Arno Lam, l'obsession du portrait photographique

Vendredi 2 octobre 2015, la Fashion Week bat son plein. Un œil sur Instagram : les photos et les hashtags associés se multiplient. Tout un petit monde s'exhibe à Paris en marge des défilés et soirées d'after-show. Le photographe Arno Lam a lui choisi cette semaine rocambolesque pour se réfugier dans son studio de Montreuil, se consacrer à une lourde tâche, celle de trier un an d'archives.

Des séries mode, des célébrités, de parfaits inconnus, des ouvriers au travail ou des motards à longue barbe, tout un tas d'individus est passé devant son objectif passionné, qui mitraille sans lassitude, l'humain depuis 20 ans. Nous lui avons proposé une petite pause, au cours de laquelle nous avons pu visiter son studio, découvrir son parcours et comprendre comment un photographe portraitiste fabrique une image.



Suivre Arno Lam :
http://arnolam.com
http://instagram.com/arnolam


Arno Lam - Série d’autoportraits intitulée « Je est un autre »


Peux-tu te présenter ?

Je m'appelle Arno Lam, je suis photographe portraitiste. J'ai commencé par les portraits et je pense que c'est le métier qui va me suivre tout au long de ma carrière.
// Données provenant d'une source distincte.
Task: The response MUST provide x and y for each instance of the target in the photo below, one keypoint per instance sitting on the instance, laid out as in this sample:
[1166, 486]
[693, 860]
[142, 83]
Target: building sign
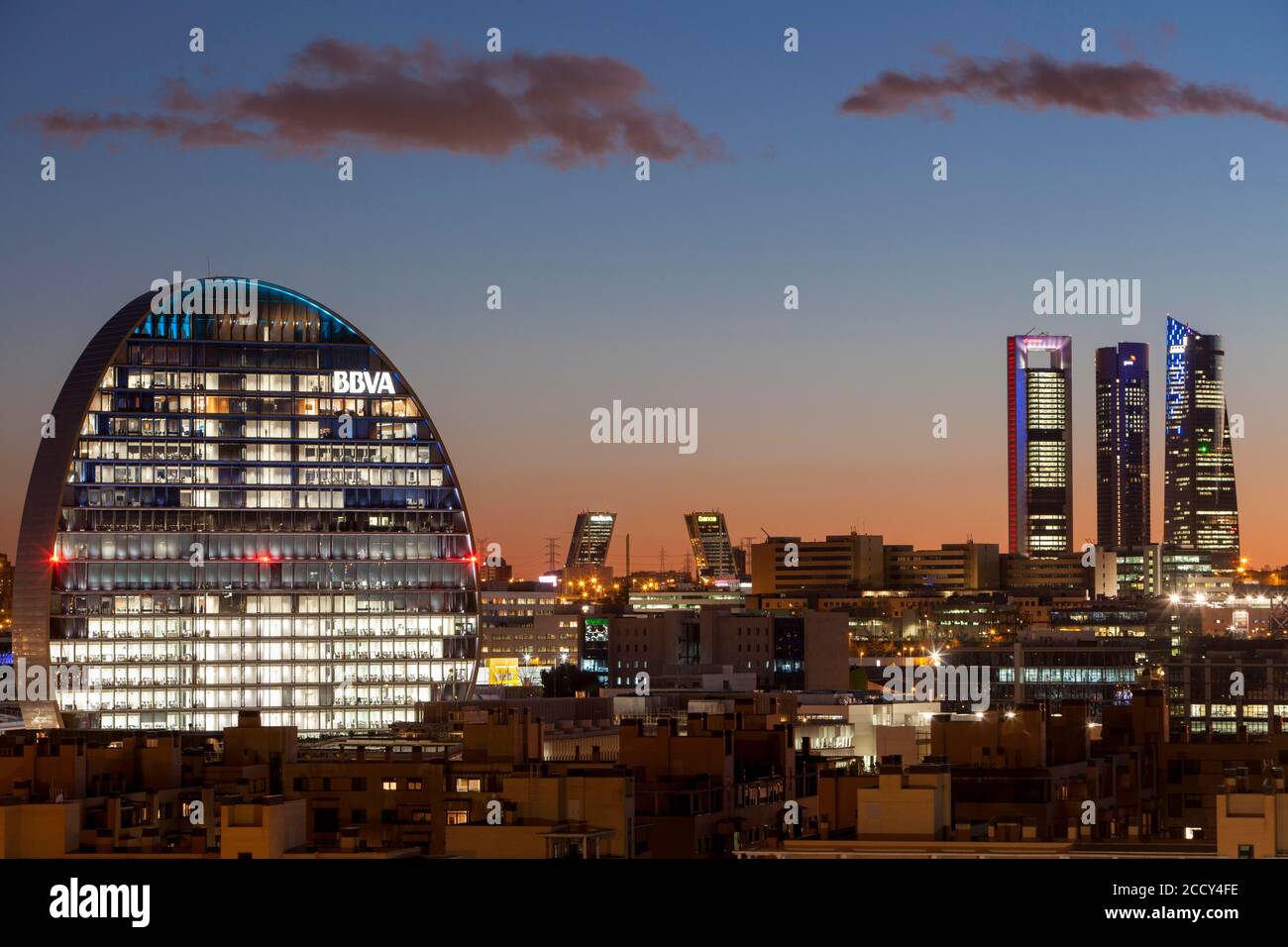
[362, 382]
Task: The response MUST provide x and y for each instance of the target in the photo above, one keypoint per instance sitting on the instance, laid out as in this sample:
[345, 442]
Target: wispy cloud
[1037, 82]
[565, 108]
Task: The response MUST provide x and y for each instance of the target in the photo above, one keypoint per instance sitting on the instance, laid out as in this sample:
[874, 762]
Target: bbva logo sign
[362, 382]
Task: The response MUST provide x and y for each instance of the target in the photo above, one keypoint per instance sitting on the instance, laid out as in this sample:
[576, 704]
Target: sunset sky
[768, 169]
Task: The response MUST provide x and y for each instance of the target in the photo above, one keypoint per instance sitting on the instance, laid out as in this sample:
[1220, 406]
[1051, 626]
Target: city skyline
[670, 291]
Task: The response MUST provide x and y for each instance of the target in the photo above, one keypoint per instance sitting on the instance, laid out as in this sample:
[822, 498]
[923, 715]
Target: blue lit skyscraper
[1201, 506]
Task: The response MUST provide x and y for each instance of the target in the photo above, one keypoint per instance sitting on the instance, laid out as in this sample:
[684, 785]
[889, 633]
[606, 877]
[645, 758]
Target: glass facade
[591, 535]
[712, 551]
[1122, 446]
[1199, 496]
[1039, 444]
[259, 514]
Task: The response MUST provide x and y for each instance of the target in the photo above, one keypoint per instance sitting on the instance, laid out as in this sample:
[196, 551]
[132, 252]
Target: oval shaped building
[244, 505]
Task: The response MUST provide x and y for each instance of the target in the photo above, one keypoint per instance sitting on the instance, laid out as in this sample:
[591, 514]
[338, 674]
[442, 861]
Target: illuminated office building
[1201, 506]
[591, 535]
[1122, 445]
[244, 510]
[712, 551]
[1039, 444]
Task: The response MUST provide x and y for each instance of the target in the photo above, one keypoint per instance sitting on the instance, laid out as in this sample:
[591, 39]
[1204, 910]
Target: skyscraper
[1039, 444]
[1122, 445]
[244, 512]
[712, 551]
[590, 538]
[1201, 508]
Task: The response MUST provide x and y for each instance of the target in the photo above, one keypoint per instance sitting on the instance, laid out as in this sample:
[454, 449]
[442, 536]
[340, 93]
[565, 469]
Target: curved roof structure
[98, 390]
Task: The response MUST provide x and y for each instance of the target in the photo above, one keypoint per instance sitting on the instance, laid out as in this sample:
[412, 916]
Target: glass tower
[256, 512]
[712, 551]
[1039, 444]
[591, 535]
[1122, 445]
[1199, 500]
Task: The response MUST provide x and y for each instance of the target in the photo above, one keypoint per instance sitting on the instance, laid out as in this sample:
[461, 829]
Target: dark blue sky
[670, 291]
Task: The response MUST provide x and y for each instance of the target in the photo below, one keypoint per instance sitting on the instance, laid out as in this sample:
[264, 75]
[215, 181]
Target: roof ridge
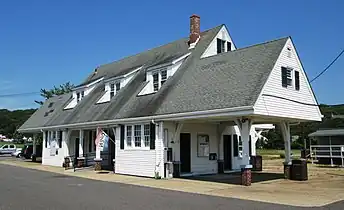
[129, 56]
[244, 48]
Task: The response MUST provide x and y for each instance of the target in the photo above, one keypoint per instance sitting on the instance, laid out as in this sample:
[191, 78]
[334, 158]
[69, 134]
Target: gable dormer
[220, 44]
[157, 75]
[113, 85]
[80, 92]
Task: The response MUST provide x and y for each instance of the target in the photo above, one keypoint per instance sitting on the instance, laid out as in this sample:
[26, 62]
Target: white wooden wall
[272, 106]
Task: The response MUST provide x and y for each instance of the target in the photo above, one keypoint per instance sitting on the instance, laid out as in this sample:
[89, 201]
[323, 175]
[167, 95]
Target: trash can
[257, 163]
[299, 170]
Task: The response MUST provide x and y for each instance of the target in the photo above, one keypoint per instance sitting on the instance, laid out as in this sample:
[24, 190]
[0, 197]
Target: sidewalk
[315, 192]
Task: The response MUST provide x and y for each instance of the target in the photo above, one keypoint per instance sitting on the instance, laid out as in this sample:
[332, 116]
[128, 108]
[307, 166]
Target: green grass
[18, 145]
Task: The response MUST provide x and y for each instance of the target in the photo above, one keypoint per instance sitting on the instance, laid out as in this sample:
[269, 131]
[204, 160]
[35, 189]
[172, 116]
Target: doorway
[185, 153]
[227, 152]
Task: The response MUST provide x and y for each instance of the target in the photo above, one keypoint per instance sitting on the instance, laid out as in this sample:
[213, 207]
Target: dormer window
[114, 88]
[223, 46]
[159, 78]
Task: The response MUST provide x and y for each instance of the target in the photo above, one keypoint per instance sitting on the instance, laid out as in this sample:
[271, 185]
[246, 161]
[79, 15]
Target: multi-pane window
[77, 96]
[112, 90]
[289, 77]
[137, 135]
[146, 133]
[221, 45]
[156, 81]
[129, 133]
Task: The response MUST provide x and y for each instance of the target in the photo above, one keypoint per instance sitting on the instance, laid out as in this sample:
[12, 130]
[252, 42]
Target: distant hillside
[11, 120]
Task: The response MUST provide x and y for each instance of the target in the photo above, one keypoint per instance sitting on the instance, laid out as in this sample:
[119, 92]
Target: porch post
[220, 159]
[81, 158]
[98, 160]
[176, 156]
[245, 128]
[285, 128]
[34, 144]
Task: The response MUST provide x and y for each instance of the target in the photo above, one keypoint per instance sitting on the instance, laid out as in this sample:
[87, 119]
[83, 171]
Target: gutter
[226, 112]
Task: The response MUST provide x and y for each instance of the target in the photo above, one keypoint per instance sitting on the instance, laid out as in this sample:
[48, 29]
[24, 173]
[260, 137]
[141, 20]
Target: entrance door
[227, 152]
[185, 153]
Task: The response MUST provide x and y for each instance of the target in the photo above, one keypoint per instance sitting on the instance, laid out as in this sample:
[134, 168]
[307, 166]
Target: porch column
[98, 160]
[176, 155]
[220, 160]
[81, 158]
[159, 149]
[245, 128]
[34, 149]
[285, 128]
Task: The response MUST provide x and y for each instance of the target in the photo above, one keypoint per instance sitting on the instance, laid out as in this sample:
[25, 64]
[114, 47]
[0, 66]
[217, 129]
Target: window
[137, 135]
[220, 45]
[77, 96]
[163, 76]
[156, 81]
[59, 137]
[118, 86]
[297, 80]
[146, 133]
[129, 133]
[229, 46]
[112, 90]
[235, 145]
[287, 79]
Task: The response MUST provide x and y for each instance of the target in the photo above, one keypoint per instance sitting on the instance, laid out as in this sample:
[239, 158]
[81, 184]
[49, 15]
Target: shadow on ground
[235, 178]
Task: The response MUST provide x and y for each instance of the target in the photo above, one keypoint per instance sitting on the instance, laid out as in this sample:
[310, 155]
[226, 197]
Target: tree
[55, 91]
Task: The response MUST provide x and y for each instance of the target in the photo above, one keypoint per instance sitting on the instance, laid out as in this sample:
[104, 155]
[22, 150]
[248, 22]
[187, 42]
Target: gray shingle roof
[231, 79]
[52, 107]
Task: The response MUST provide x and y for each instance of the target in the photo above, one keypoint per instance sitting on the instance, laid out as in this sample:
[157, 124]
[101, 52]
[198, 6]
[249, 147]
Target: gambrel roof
[227, 80]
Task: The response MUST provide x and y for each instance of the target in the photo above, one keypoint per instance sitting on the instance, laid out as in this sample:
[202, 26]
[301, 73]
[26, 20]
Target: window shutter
[250, 146]
[235, 145]
[152, 136]
[218, 45]
[297, 80]
[229, 46]
[121, 144]
[284, 77]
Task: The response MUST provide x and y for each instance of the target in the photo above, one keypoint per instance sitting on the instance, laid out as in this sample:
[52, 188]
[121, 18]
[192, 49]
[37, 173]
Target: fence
[333, 154]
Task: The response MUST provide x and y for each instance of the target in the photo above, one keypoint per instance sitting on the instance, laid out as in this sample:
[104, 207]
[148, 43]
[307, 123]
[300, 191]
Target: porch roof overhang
[329, 132]
[216, 113]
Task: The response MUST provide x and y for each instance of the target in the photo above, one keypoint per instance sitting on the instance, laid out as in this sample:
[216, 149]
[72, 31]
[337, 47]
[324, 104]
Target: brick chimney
[195, 29]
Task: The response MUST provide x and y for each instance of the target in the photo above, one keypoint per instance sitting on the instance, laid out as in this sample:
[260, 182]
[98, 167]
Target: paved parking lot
[23, 188]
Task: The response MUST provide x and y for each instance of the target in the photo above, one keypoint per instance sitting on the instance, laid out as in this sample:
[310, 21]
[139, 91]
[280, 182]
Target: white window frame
[144, 137]
[160, 81]
[115, 86]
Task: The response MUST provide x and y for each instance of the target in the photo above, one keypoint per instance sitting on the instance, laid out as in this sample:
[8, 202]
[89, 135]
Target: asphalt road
[22, 188]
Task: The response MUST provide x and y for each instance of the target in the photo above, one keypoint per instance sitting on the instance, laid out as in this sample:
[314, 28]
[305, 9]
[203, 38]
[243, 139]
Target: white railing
[327, 151]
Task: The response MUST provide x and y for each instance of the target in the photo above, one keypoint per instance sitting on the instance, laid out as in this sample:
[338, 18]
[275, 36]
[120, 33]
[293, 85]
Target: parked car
[28, 150]
[17, 153]
[7, 149]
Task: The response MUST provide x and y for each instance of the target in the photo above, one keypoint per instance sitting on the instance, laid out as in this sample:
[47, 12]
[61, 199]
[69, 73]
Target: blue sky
[46, 43]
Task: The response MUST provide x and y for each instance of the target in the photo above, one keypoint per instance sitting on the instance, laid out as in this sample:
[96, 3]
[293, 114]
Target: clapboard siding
[272, 106]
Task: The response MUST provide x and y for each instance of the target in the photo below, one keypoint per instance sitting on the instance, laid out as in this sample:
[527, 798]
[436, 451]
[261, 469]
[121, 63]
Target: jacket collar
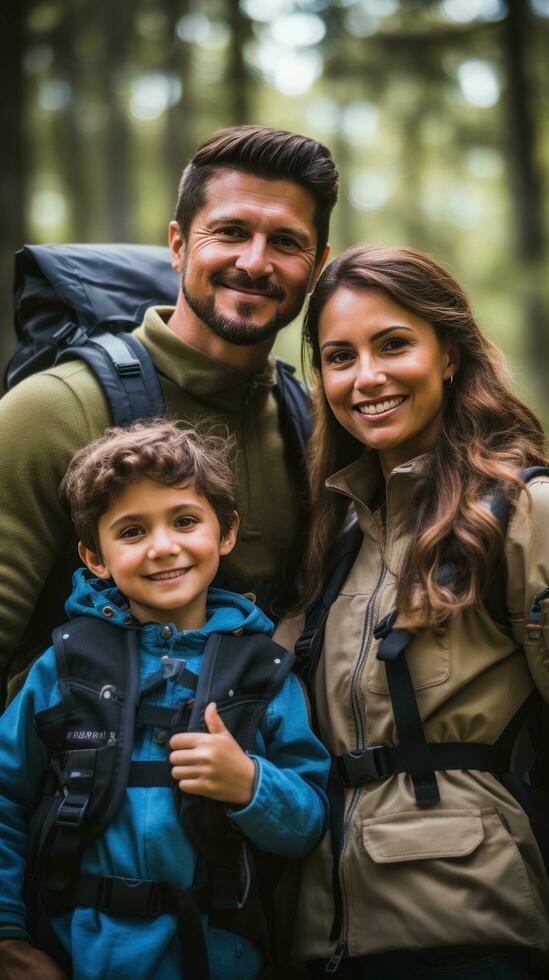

En parallèle à ça, depuis une dizaine d'années je fais de la mode. Entre les portraits et la mode, je photographie de plus en plus de célébrités, ce qui est je trouve un mix entre ces deux mondes, qui d'un côté est figé sur le personnage et de l'autre un peu plus narratif. Avec les célébrités, je pioche dans les deux. Il faut à la fois être attaché au personnage et raconter quelque chose.

À partir de quel âge tu as commencé la photo et quand as-tu su que tu voulais en faire ton métier ?

J'ai su que je voulais devenir photographe à l'âge de 13 ans. C'est arrivé un peu par hasard, mais ça m'a directement obsédé. Je pense que le déclic s'est fait parce que mon père faisait un peu de photos, et aussi, à 8-9 ans, un de mes oncles féru de photo m'y a un peu initié. Mais très sincèrement, à l'époque tout ça était très virtuel, puisque je ne savais pas exactement où ça pouvait m'emmener. On me disait, "mais je comprends pas photographe, comme celui au coin de la rue ?". Je savais que ce n'était pas celui-là, mais exactement quel type de photographe, je ne savais pas.

Tu te souviens à quand remonte ton premier appareil ?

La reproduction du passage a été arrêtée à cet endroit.